The Other Oil Majors


1) Exxon Mobil, ENI (E) of Italy and Norway’s Statoil (STO, Financial) have also signed deals to explore for oil in Russia’s Arctic waters, while others have secured licences to drill off Greenland.


2) Total (TOT, Financial) has a number of natural gas ventures in the region, including a stake in the vast Shtokman field in Russia’s Barents Sea. The Total chief executive said gas leaks were easier to deal with than oil spills. Total’s Arctic projects are concentrated in Russia. As well as its stake in Shtokman, it has interests in a number of onshore developments, such as a big liquefied natural gas venture in Russia’s far north known as Yamal LNG. It also operates a Siberian oilfield called Kharyaga.


Total says energy companies should not drill for crude in Arctic waters, marking the first time an oil major has publicly spoken out against offshore oil exploration in the region. Christophe de Margerie, Total’s CEO, told the Financial Times the risk of an oil spill in such an environmentally sensitive area was simply too high. “Oil on Greenland would be a disaster,” he said in an interview. “A leak would do too much damage to the image of the company.”


3) Last spring, Marathon Oil (MRO, Financial) announced it was selling substantially all of its Alaska assets to Hilcorp Energy's Alaska subsidiary, including 17 million barrels of oil equivalent of net proved reserves across 10 fields in Cook Inlet, plus natural gas storage and interests in natural gas pipeline transmission systems. Marathon estimated the deal at $375 million. Marathon Oil has been exploring for, and developing hydrocarbons in Alaska for more than 55 years, with development activities focused on natural gas in the Cook Inlet region.


Marathon’s Alaska manager said that the decision to sell is based on a strategic focus on unconventional U.S. oil shales such as Eagle Ford in Texas, and Bakken in North Dakota. Marathon has about 62 employees in Alaska. Some will transfer elsewhere in the company, but he says most will be retained by Hilcorp.


The Drillers


Bermuda-based Nabors (NBR, Financial) is one of the largest drilling companies in the state and it plans on selling its oil field service subsidiary, Peak Oilfield Services which is considered a non-core asset. Peak Oilfield Services specializes in rig moving, custom heavy hauling, crane and rigging services and oilfield transportation.

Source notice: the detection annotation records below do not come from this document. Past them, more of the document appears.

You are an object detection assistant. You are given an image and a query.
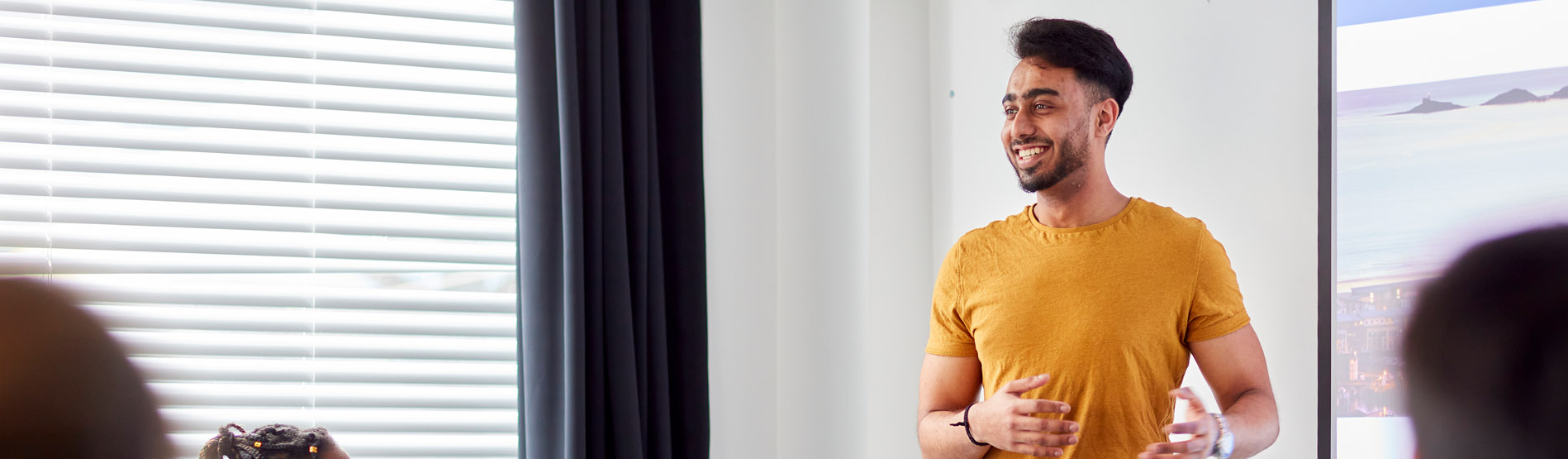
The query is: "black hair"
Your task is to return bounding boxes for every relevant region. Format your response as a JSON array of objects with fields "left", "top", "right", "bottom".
[
  {"left": 1402, "top": 227, "right": 1568, "bottom": 459},
  {"left": 199, "top": 424, "right": 334, "bottom": 459},
  {"left": 1011, "top": 17, "right": 1132, "bottom": 117}
]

Involved in commercial drilling operations in the state since 1962, Nabors has a long and storied history in Alaska. Nabors Alaska drilled both the discovery well and the confirmation well in the giant Prudhoe Bay oilfield in 1968. It’s also drilled the only well to date in the Arctic National Wildlife Refuge.


It is worth noting that Nabors Alaska’s CDR-2 rig was delivered to ConocoPhillips nearly three years ago at the Kuparuk River unit. It is the first purpose-built coiled tubing rig designed for the Arctic.

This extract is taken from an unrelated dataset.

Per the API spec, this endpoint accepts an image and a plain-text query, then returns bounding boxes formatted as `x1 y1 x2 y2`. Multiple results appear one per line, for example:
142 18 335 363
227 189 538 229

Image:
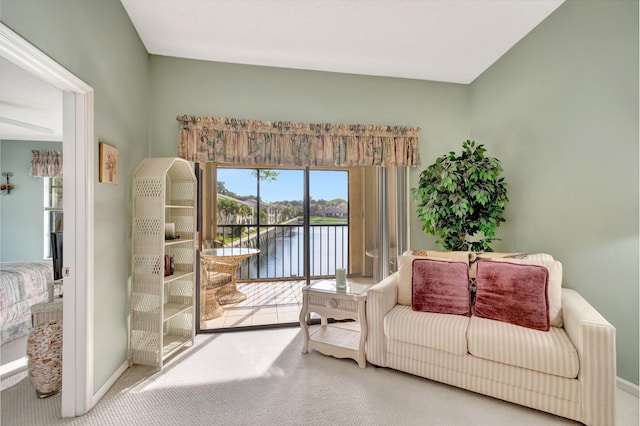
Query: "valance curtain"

Nabors has also been known in Alaska for its tough, anti-union stances. In the mid-1990s, when it was the Slope’s drilling powerhouse, a group of workers set out to unionize the company. It worked -- to an extent. They got the required cards in to the National Labor Relations Board and went on to win the election. But problems began during negotiations, according to Tim Sharp, who was a union organizer at the time and is now the manager Laborers Local 942 in Fairbanks. He says that Nabors dragged out the negotiations so long they ended up dropping the effort.


Conclusion


The switch is ON and the oil rush in Alaska has just started again. It remains to be seen whether this exploration effort will be beneficial for Shell and whether it will be combined with the lowest negative impact on the environment, the wildlife and the natives' lives.